Jean-Luc
Martinez, the president of the Louvre whose job security has been a matter of
public speculation for weeks, has had his stay at the museum extended—at least
temporarily. The decision as to
his tenure at the storied museum has been hitherto delayed by culture minister
Roselyne Bachelot-Narquin’s battle with Covid-19, which saw her hospitalized
for three weeks, returning to work on April 12.
Martinez,
an archaeologist who joined the Louvre in 1997 as a curator of Greek sculpture,
was named director in 2013 by President Emanuel Macron. His leadership has been
fraught in recent years, with supporters lauding the 2017 launch of the Louvre
Abu Dhabi under his leadership as well as a broadening of the institution’s
youthful and international audience, with about half of the museum’s
visitors—which in 2018 totaled more than ten million—being under the age of
thirty and three-quarters of them coming from outside France.
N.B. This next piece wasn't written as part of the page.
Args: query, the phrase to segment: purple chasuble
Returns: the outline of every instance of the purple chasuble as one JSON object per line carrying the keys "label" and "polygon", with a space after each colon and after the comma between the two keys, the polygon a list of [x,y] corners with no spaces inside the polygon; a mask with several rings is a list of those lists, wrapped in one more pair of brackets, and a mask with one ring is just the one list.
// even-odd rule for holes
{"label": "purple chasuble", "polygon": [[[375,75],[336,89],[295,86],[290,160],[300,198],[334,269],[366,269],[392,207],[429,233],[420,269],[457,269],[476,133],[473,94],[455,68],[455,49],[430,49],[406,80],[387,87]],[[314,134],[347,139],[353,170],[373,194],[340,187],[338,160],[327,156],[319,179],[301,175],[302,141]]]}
Meanwhile,
critics have decried various merchandising initiatives, including an ill-timed
partnership with Airbnb and a sponsorship deal with French automaker DS
Automobiles that led to the marketing of a limited-edition car called the
Louvre. A recent gallery restoration that clashed with an in-situ Cy Twombly
work and sparked a lawsuit has been another bone of contention, though Martinez
has said that the renovations were planned in 2008 and that the American artist
was aware of their imminence when he completed the work in 2010.
Bachelot-Narquin
is known to support Martinez’s reappointment but at least half a dozen
candidates are also believed to be in the running for the post, including the
heads of the Guimet and Petit Palais museums in Paris (Sophie Makariou and
Christophe Leribault respectively), along with Martinez’s colleagues including
the director of the Louvre-Lens outpost, Marie Lavandier. Last month, Vincent
Noce reported that longstanding opponents and would-be candidates to the top
job at the Louvre have unleashed “a downpour of stink-bombs”. Should Martinez be reinstated to his post, the stint at
the museum’s helm would be his last, in accordance with French law.
The
embattled director of the Musée du Louvre in Paris, Jean-Luc Martinez, has had
his contract temporarily extended by the French culture ministry. He has been
named the “interim director” while French President Emmanuel Macron decides
whether he should continue in the post.